Back to Rivet

Pegboard Tunnel Retries

docs-internal/engine/PEGBOARD_TUNNEL_RETRIES.md

2.2.14.8 KB
Original Source

Pegboard Tunnel Retries

TODO: Clean up this AI slop explanation

This document explains how retries are coordinated between Guard and Pegboard-based handlers when transient tunnel (UPS) issues occur, for both HTTP and WebSocket traffic.

HTTP

  • Signal: A retryable transient tunnel failure is signaled by returning an HTTP 503 with the X-RIVET-ERROR header set.
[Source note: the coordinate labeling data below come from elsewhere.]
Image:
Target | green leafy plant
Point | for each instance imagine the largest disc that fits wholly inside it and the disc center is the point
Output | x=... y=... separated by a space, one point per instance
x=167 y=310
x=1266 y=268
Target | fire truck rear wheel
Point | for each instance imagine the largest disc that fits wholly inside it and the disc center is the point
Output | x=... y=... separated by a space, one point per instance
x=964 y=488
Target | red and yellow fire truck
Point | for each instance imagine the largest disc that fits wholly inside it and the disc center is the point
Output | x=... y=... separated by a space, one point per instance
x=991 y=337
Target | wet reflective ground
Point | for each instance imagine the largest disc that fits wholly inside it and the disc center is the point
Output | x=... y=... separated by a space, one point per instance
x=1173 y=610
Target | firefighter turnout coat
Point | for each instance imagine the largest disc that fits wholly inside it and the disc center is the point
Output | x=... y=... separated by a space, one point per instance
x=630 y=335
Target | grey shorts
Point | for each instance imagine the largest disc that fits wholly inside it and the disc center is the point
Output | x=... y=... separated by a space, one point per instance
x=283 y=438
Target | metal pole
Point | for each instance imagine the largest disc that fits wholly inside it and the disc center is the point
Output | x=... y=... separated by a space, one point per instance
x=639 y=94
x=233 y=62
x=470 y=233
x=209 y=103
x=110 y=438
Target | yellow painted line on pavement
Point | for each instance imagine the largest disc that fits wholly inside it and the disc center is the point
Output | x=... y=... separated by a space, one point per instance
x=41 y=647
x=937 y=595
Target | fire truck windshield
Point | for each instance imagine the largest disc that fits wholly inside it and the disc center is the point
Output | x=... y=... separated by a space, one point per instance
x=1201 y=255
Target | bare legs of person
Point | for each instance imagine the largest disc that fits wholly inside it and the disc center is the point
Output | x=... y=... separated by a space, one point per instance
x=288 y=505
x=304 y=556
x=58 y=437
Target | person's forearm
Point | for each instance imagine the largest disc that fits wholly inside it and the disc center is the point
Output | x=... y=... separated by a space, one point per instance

    • Example (Pegboard Gateway): on tunnel closed (e.g., UPS request_timeout), the gateway replies with 503 and X-RIVET-ERROR: pegboard_gateway.tunnel_closed.
  • Guard behavior

    • Guard considers a response retryable if status == 503 and the X-RIVET-ERROR header is present.
    • Guard then applies exponential backoff (from middleware-config: max_attempts, initial_interval), re-resolves the route with ignore_cache = true, and retries the request.
    • On successful retry, traffic proceeds normally to the new target.
    • If attempts are exhausted, Guard returns an upstream error to the client.
  • Notes for implementers

    • For transient tunnel failures, return a 503 with X-RIVET-ERROR to trigger Guard retries. Use an empty body or minimal payload as appropriate.
    • Do not 503 for non-transient errors; let the normal error flow apply.

WebSocket

This section explains how WebSocket retries are coordinated between Guard and Pegboard-based handlers.

Overview

  • Retries are only possible before the client WebSocket is accepted ("opening" stage).
  • A retryable transient failure is signaled via the error guard.websocket_service_unavailable (WebSocketServiceUnavailable).
  • When Guard receives this error during opening, it re-resolves routes (ignoring cache), applies backoff, and retries with the same client socket and a new handler if available.
  • After the client socket is accepted ("open"), retries are not possible; the handler must close gracefully on failure.

Lifecycle Behavior

  • Opening (before accept)

    • Source: handler detects a transient UPS/tunnel issue before awaiting the HyperWebsocket (e.g., failing to ups.request(...) to open, or failing to ups.subscribe(...)).
    • Handler contract:
      • Do not await the client websocket yet.
      • Return the untouched HyperWebsocket in the error tuple so Guard still owns it: Err((client_ws, err)).
      • The outer wrapper maps tunnel-closed UPS errors (e.g., ups.request_timeout) to WebSocketServiceUnavailable.
    • Guard reaction:
      • Treats WebSocketServiceUnavailable as retryable.
      • Re-resolves the route with ignore-cache=true, using middleware-config retry/backoff.
      • Outcomes:
        • Re-resolve → CustomServe: reuse the same client_ws and retry with the new handler.
        • Re-resolve → Response: accept client, send a Close with the response message as the reason.
        • Re-resolve → Target (non-CustomServe) or mismatch: accept client, send a Close with a generic message (cannot retry).
        • Attempts exhausted: accept client and send a Close with the original error message.
  • Open (after accept)

    • The handler has awaited the client websocket; Guard can no longer retry.
    • Any failures (UPS send/receive, serialization, etc.) should be handled by closing the connection gracefully.
  • Closing

    • Best-effort signaling to the server via ups.request(...) and to the client via Close frames.
    • Failures are ignored; no retries.
  • Closed

    • No further action.

Implementer Guidance

  • Keep the client socket intact for retries:

    • Only return a retryable error (that maps to WebSocketServiceUnavailable) before awaiting the client websocket.
    • Return the socket in the error tuple: Err((client_ws, err)).
  • Map tunnel-closed errors at the wrapper:

    • In the outer handle_websocket wrapper, detect tunnel-closed (e.g., ups.request_timeout) and map to WebSocketServiceUnavailable.
    • handle_websocket_inner should return raw errors; do not construct WebSocketServiceUnavailable inside the inner function.
  • Use ups.request for all tunnel operations (open, messages, close):

    • Pre-accept failures should surface as errors with the unconsumed client_ws so Guard can retry.
    • Post-accept failures should break streams and close gracefully; do not attempt retries.
  • Backoff and attempts:

    • Guard uses middleware-config values for max_attempts and initial_interval to perform exponential backoff between retries.
    • Routes are re-resolved with ignore-cache=true on each retry to avoid stale targets.

Rationale

  • Returning the untouched HyperWebsocket in errors preserves the ability for Guard to re-route and retry without disconnecting the client.
  • Mapping tunnel-closed conditions to a single sentinel error (WebSocketServiceUnavailable) provides a consistent, guard-specific signal for retryability.
  • Restricting retries to pre-accept avoids protocol violations and simplifies resource ownership.